Ive been slapped in the face many times. The first time was a month before my 12th birthday. I was getting ready for a sleepover birthday party, but came down with the most god awful abdominal and back pain. My mom was ready to take me to the doctor but changed her mind after I told her about my most recent trip to the bathroom. It was all explained, I was a woman now. I spent the next two days in bed with a heating pad. I didn’t know then what I found out later: Tylenol would never help. I learned to get used to the roughly monthly slaps in the face that I was supposed to appreciate because I was a woman!

The second slap in the face was my first visit to a gynecologist at age 16 who shoved a cold metal instrument into a place I wasn’t yet familiar with, only to tell me that everything appeared okay but maybe birth control pills would help with the debilitating cramps. My mom decided against this for various reasons and so I took prescription pain medication that never really helped.

I had a brief reprieve from the face slapping once I started birth control pills on my own. I finally understood the viewpoint of the women who didn’t mind getting their periods.

The 3rd slap came when I stopped the birth control pills in order to try to get pregnant. I soon found out that the reason behind all the slaps was endometriosis. The slap had a name.

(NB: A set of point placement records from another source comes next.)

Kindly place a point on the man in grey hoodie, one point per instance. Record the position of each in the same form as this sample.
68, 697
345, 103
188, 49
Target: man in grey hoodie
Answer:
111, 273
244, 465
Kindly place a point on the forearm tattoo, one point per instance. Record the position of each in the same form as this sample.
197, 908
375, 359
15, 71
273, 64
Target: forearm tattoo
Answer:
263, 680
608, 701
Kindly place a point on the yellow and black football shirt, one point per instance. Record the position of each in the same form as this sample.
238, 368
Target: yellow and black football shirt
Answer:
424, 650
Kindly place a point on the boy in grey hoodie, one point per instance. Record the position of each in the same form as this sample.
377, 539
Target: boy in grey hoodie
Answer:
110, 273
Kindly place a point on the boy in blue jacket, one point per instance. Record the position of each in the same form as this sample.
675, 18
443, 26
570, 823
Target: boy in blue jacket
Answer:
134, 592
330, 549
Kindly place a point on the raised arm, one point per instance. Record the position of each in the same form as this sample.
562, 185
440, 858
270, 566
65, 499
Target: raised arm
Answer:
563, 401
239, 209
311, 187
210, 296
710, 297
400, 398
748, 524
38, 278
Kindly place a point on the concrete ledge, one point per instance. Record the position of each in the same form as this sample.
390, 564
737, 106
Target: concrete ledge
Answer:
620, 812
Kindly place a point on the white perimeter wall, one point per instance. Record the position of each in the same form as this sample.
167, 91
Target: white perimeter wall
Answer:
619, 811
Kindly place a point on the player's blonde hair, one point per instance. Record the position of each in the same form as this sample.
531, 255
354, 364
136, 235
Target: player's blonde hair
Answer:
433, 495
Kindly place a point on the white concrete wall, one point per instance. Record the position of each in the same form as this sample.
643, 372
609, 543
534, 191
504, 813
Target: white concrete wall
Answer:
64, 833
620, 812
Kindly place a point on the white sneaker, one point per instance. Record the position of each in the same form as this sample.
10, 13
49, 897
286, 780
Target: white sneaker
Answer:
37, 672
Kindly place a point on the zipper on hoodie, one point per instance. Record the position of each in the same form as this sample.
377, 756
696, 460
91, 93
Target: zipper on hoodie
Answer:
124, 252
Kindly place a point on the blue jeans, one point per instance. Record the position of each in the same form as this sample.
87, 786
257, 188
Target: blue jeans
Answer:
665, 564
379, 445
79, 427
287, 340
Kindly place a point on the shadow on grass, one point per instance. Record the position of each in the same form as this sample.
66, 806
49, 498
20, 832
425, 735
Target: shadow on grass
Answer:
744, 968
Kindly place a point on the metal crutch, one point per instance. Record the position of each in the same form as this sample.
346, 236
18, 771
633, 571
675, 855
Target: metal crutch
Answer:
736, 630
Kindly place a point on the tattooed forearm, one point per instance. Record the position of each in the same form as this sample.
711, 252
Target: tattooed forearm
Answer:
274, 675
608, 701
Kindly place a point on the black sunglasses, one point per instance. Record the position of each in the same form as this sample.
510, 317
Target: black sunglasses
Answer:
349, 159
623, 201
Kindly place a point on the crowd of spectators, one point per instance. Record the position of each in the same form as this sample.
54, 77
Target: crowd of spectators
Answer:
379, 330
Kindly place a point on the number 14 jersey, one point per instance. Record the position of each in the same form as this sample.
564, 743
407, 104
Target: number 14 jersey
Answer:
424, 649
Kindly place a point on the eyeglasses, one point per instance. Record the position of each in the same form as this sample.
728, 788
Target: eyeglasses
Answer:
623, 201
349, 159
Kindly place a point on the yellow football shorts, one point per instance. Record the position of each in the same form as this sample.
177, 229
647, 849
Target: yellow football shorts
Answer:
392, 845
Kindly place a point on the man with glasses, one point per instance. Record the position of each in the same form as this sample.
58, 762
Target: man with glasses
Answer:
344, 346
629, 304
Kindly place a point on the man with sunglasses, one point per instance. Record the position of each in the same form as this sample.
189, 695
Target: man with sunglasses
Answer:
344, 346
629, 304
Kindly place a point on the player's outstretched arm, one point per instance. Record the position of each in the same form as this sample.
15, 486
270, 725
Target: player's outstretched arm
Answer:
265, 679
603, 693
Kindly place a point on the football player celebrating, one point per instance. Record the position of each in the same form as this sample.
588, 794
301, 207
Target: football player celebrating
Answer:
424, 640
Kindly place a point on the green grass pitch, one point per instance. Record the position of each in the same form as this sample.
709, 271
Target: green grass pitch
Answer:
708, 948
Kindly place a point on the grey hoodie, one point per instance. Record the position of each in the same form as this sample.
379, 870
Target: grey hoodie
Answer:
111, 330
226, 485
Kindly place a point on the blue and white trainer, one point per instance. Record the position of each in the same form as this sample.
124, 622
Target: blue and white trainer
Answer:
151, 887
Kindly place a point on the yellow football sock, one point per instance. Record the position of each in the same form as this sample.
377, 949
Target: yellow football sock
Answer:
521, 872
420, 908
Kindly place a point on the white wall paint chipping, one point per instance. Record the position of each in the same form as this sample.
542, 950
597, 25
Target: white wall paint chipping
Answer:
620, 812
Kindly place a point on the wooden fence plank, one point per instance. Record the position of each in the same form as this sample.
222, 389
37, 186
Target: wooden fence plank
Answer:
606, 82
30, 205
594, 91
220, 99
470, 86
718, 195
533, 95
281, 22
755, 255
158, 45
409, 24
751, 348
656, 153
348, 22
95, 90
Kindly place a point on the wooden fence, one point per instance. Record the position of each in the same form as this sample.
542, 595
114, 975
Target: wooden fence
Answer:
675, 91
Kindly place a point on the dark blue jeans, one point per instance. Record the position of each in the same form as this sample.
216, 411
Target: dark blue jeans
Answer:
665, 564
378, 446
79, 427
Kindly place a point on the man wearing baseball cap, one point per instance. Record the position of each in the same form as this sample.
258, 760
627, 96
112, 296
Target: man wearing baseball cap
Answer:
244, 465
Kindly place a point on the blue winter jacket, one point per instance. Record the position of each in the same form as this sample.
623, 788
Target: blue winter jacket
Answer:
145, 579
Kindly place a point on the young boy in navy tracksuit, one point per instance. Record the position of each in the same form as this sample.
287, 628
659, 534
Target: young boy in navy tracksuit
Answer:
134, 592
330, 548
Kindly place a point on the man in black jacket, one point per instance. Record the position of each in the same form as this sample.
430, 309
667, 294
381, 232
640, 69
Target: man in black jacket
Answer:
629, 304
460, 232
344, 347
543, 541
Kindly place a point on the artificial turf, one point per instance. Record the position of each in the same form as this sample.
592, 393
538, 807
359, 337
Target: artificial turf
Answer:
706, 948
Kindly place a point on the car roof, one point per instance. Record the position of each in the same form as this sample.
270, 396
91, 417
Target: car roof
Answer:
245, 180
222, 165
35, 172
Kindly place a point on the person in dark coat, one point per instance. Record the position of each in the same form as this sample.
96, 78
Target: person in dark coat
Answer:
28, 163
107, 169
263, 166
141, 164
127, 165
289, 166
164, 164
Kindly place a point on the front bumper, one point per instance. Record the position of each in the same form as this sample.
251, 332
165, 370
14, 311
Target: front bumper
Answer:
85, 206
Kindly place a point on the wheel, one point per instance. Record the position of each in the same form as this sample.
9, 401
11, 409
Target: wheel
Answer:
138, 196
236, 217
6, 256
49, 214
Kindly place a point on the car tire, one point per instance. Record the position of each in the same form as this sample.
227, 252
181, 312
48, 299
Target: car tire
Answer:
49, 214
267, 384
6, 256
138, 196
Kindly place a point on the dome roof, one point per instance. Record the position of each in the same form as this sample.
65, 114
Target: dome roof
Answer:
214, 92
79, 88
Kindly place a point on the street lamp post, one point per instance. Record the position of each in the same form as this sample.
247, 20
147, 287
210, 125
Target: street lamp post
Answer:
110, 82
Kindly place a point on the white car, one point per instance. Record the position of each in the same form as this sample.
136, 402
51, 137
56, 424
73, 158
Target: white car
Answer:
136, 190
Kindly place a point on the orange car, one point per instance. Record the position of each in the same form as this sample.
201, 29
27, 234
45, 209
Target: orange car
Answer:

I just called her bitch. The bitch decided that not only did I deserve monthly pain beyond words but I also didn’t deserve to be a mom without expensive and possibly unsuccessful intervention. The Bitch also drove my ex husband away, 4th slap.

Another brief reprieve from the bitch slaps when I went back on birth control.

Then the slaps became little nudges. Slow weight gain, more difficulty getting rid of extra weight, acne, fibroids, more surgery. These felt more like nudges than slaps, but maybe I had just adapted to them and built up some resistance, finally.

Then…sooner than I had ever expected or could ever wish for the Bitch left! Be careful what you wish for. She was gone but she didn’t leave silently. Six months before she departed she left me with some pretty tough drawn out slaps…but I survived and the she was gone. In her wake though she left behind hot flashes, insomnia, joint pains, and rapid weight gain. Slaps number 4, 5, 6, and 7. Slap number 8 was going from a 36 B to a 38D. Be careful what you wish for.

I had brief reprieves with hormone replacement but the Bitch found out and came back…but she waited over a year so that I would have to have tons of tests and worry about cancer. She even made me have minor surgery. Slaps number 9, 10, 11, and 12.

I believe I’ve driven the bitch away for good now, with the help of an antidepressant. She’s left behind little reminders that she was here though. The regular hot flash every morning after getting out of the shower, the occasional hot flash here or there, the increasing size of my waistline and the slow steady rise in my weight along with the inability to lose weight without starving myself, which I refuse to do.

So, yes, I’ve been bitch slapped and I need to fight back but I’m not sure that I’m strong enough. Not today anyway.